Gunther with Martha Sullivan (Robin Wright).

As a character, Gunther should be a familiar type to any le Carre fan; you could imagine le Carre, or his agent or publisher, asking the question, “What if George Smiley was involved in the War on Terror?” Gunther believes that spying involves patience (or, as a character in “The Russia House” puts it, “Spying is waiting”), checking facts and intelligence against other sources, recruiting sources, following people for long periods of time before moving in on them, and in general, avoiding the smash and grab routine of the CIA and his superiors. Gunther also doesn’t believe Karpov is a menace, unlike Dieter, and while he’s not above playing bad cop with Annabel to get her to work with him (Irna plays good cop), he wants her, and Tommy, to work with him, not against him, to help keep Issa safe. Le Carre’s novel, while being a pointed critique against the way the U.S. operated during the War on Terror, concentrated more on Issa, Annabel and Tommy, with Gunther merely being an equal among them. You could argue by pulling the focus towards Gunther, Corbijn and Bovell are marginalizing Issa and the other Muslim characters, but I don’t think they treat Issa and Dr. Abdullah in a clichéd way, and there’s certainly a lot to be gained from critiquing the War on Terror from the inside, in seeing how gathering intelligence should be done by people who know how. Corbijn’s previous film, The American, also dealt with that type of world, but while it featured a sharp performance by George Clooney in the title role, Corbijn didn’t have a handle on the story the way he does here. He and cinematographer Benoit Delhomme don’t light the movie like a usual spy movie, but they do capture how tense the atmosphere is, as well as the divide between the haves (Tommy) and the have-nots (the family Issa stays with). I also give Corbijn full credit for not compromising the ending, which is even more of a gut-punch than it was in the novel.

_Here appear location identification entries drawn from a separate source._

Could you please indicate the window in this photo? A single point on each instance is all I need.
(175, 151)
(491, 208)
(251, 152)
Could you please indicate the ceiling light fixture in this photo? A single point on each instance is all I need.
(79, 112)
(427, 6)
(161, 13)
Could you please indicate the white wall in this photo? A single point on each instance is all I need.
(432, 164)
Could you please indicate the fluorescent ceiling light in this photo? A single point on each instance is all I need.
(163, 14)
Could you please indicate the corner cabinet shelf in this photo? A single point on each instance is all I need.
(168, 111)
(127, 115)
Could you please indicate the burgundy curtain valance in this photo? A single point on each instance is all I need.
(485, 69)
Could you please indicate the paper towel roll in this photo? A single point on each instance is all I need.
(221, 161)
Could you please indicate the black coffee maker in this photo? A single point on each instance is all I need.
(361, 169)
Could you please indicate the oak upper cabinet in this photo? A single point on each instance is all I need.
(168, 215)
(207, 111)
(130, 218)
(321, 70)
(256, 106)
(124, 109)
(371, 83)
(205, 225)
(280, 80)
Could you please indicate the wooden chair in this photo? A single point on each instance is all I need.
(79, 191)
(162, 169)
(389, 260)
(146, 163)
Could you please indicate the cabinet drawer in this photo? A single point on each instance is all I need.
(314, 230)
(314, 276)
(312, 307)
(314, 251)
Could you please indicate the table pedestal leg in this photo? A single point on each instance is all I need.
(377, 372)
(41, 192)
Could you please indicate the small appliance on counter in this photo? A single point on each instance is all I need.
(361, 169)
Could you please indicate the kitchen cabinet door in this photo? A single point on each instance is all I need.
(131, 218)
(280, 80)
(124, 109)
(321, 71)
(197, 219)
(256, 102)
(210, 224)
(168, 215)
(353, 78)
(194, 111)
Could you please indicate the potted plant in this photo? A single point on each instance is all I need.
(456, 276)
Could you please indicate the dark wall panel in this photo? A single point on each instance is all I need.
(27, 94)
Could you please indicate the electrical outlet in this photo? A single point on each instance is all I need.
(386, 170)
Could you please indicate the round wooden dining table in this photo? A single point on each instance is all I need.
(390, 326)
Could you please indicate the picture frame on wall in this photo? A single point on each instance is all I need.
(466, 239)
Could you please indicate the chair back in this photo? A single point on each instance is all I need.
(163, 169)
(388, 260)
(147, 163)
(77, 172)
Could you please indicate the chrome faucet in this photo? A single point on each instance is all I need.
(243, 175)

Gunther with Tommy Brue (Willem Dafoe).

Bruhl, best known here for his work in Inglourious Basterds and Captain America: Civil War, doesn’t have a lot to do here, but he’s convincing as an intelligence officer and electronics expert. Hoss, best known for the films she’s done with director Christian Petzold, brings strength and intelligence to Irna, and she keeps up well with Hoffman. Wright is able to keep you guessing throughout of her motives. McAdams’ German accent is a bit shaky at times, but she carries herself well as the lawyer, and she’s especially good when Annabel is with Issa and trying not to reveal she’s been recruited by Gunther. And Dafoe is dependable as always. But it’s Hoffman’s show here. He looks ragged here, which fits the character (who seems to live on coffee, cigarettes and booze), but you can always see his mind working, and he even brings a bit of humor to the role (when Martha asks if his being in Hamburg is punishment for his networks being blown in Berlin, he replies, “Depends on whether you like Hamburg”). A Most Wanted Man may not be as morally complex as The Spy Who Came in From the Cold or Tinker Tailor Soldier Spy, but it hits you on a gut level just the same, and it gave one of the best actors of all time a great role to end his career on, even if it was sadly cut short.